Coordenado pelo Ministério da Ciência, Tecnologia e Inovação (MCTI) e pela Financiadora de Estudos e Projetos (Finep), o programa disponibilizará inicialmente R$ 360 milhões em recursos não reembolsáveis para empresas com faturamento anual de até R$ 16 milhões.
A meta é apoiar até 713 empresas em todo o país, fortalecendo o desenvolvimento de novos produtos, serviços, processos e soluções tecnológicas capazes de ampliar a competitividade dos negócios brasileiros.
Pela primeira vez, o Tecnova alcançará as 27 unidades da federação, ampliando a descentralização dos investimentos em inovação e tecnologia. A execução dos recursos contará com a participação de fundações estaduais de amparo à pesquisa, agências de desenvolvimento e entidades parceiras, como o Sebrae.
As empresas interessadas poderão apresentar propostas até o dia 3 de agosto de 2026 por meio da plataforma da Finep. Os projetos aprovados terão prazo de até 60 meses para execução.

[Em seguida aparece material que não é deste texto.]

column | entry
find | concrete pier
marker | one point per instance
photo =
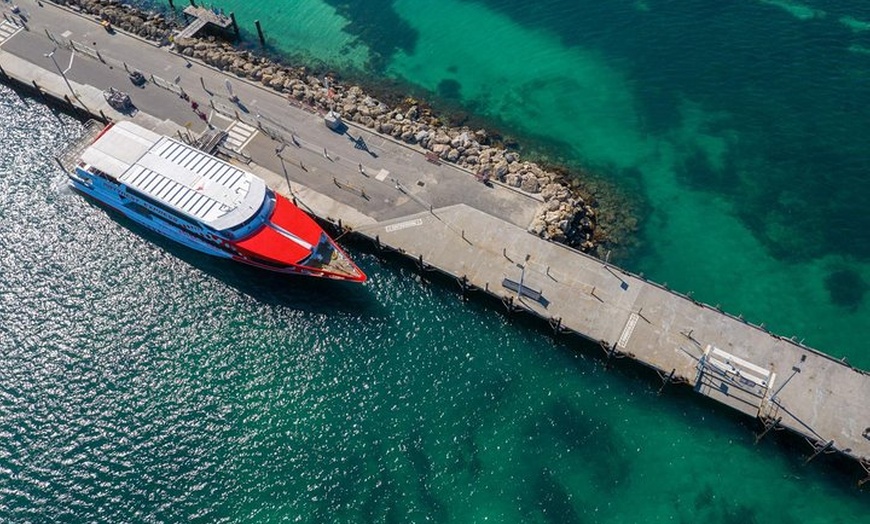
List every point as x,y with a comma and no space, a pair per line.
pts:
445,219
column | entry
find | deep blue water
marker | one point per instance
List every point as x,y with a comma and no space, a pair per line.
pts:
140,382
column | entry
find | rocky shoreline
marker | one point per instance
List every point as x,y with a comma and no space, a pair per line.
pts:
571,212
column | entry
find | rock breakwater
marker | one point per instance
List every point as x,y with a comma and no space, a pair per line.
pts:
571,211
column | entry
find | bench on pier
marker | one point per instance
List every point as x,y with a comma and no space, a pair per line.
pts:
523,291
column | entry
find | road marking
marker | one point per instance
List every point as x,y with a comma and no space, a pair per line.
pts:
240,135
8,30
627,331
404,225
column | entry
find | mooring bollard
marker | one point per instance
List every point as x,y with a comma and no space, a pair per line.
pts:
260,33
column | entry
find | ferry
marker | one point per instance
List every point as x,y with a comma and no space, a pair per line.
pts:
204,203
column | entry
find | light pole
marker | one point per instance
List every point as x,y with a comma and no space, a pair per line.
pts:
59,70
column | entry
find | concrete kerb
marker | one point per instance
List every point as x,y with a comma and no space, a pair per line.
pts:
94,18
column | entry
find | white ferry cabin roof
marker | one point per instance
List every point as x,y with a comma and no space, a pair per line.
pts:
177,175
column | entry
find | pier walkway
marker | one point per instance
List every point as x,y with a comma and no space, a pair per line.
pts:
443,218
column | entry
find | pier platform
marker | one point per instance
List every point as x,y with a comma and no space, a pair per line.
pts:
447,221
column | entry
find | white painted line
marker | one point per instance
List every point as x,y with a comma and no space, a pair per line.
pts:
627,330
241,134
404,225
8,30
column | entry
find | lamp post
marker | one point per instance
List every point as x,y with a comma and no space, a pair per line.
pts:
59,70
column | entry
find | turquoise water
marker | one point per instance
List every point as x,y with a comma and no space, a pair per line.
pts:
739,125
140,382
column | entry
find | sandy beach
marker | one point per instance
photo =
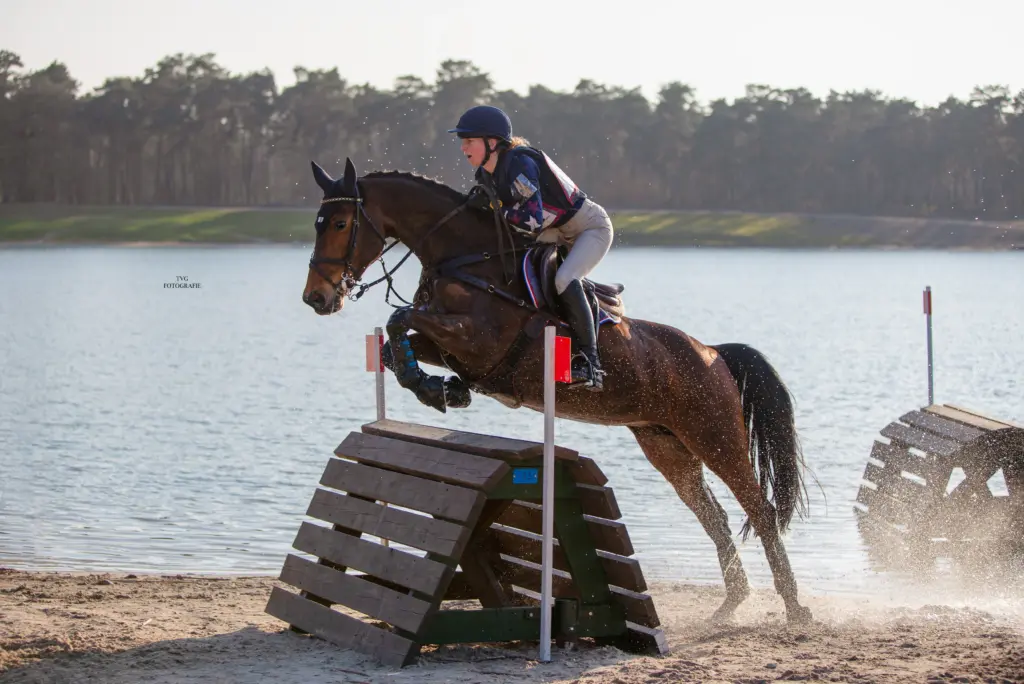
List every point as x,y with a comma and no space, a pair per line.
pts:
120,629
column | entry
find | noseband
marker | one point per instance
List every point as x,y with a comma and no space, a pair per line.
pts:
347,278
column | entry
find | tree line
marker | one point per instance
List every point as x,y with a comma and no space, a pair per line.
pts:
189,132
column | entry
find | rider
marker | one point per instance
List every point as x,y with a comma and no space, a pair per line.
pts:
539,197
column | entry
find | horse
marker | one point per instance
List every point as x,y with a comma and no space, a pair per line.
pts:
688,404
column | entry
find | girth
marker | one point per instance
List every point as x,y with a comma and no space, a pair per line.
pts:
530,331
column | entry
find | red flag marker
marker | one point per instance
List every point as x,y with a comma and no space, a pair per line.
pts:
563,355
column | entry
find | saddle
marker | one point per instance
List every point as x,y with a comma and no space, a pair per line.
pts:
539,266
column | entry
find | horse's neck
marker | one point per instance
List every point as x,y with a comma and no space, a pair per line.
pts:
415,220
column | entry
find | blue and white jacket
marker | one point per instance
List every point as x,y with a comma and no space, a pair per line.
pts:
535,193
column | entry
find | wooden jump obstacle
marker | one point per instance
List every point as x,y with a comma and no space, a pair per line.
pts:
463,520
928,494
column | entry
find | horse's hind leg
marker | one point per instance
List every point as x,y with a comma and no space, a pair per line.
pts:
737,474
685,473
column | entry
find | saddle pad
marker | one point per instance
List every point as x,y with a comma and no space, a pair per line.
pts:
540,285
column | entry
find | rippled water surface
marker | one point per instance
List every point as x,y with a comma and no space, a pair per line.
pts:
155,429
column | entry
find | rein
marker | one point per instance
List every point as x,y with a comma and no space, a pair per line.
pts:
450,268
347,278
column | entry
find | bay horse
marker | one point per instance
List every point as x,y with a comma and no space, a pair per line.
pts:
687,403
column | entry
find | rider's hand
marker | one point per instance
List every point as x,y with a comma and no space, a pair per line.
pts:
478,199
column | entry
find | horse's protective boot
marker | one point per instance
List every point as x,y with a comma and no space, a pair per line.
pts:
586,366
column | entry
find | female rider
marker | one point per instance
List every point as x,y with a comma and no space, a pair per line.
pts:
539,197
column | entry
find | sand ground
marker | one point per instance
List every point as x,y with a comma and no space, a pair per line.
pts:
121,629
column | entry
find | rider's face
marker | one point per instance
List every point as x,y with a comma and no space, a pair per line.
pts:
474,150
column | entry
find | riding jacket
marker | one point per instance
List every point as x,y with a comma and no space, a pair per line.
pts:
535,193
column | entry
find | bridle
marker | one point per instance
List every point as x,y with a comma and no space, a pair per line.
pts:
347,278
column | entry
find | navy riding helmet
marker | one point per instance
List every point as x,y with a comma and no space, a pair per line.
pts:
483,121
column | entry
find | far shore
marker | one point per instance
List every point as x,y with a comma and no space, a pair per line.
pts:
120,629
45,225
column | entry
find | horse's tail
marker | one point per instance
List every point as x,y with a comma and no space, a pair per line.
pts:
768,416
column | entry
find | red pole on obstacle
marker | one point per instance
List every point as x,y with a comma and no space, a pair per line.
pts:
928,324
375,365
556,369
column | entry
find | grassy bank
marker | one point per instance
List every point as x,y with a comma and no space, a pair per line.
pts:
64,224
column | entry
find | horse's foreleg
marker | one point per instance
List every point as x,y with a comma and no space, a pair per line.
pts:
685,473
423,347
434,391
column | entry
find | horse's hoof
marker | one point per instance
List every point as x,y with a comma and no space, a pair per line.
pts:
430,391
457,393
800,614
387,357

A iniciativa chega em um momento em que o Brasil busca ampliar investimentos em pesquisa, desenvolvimento e inovação para aumentar sua competitividade internacional. Dados divulgados pelo MCTI mostram que o país investiu R$ 166,4 bilhões em pesquisa e desenvolvimento (P&D) em 2024, crescimento de 18% em relação a 2021.
Apesar do avanço, o investimento brasileiro em inovação ainda representa cerca de 1,23% do Produto Interno Bruto (PIB), percentual inferior ao observado em economias líderes em tecnologia, como Israel, Coreia do Sul, Japão, Estados Unidos e Alemanha.
O governo também anunciou a criação do projeto Cientistas de Dados pelo Brasil, iniciativa que pretende integrar e padronizar informações sobre investimentos em pesquisa e inovação realizados pelos estados.
Para especialistas, programas como o Tecnova desempenham papel estratégico na aproximação entre pesquisa científica e mercado, estimulando o surgimento de novos negócios, o aumento da produtividade e a geração de empregos qualificados em setores de maior valor agregado.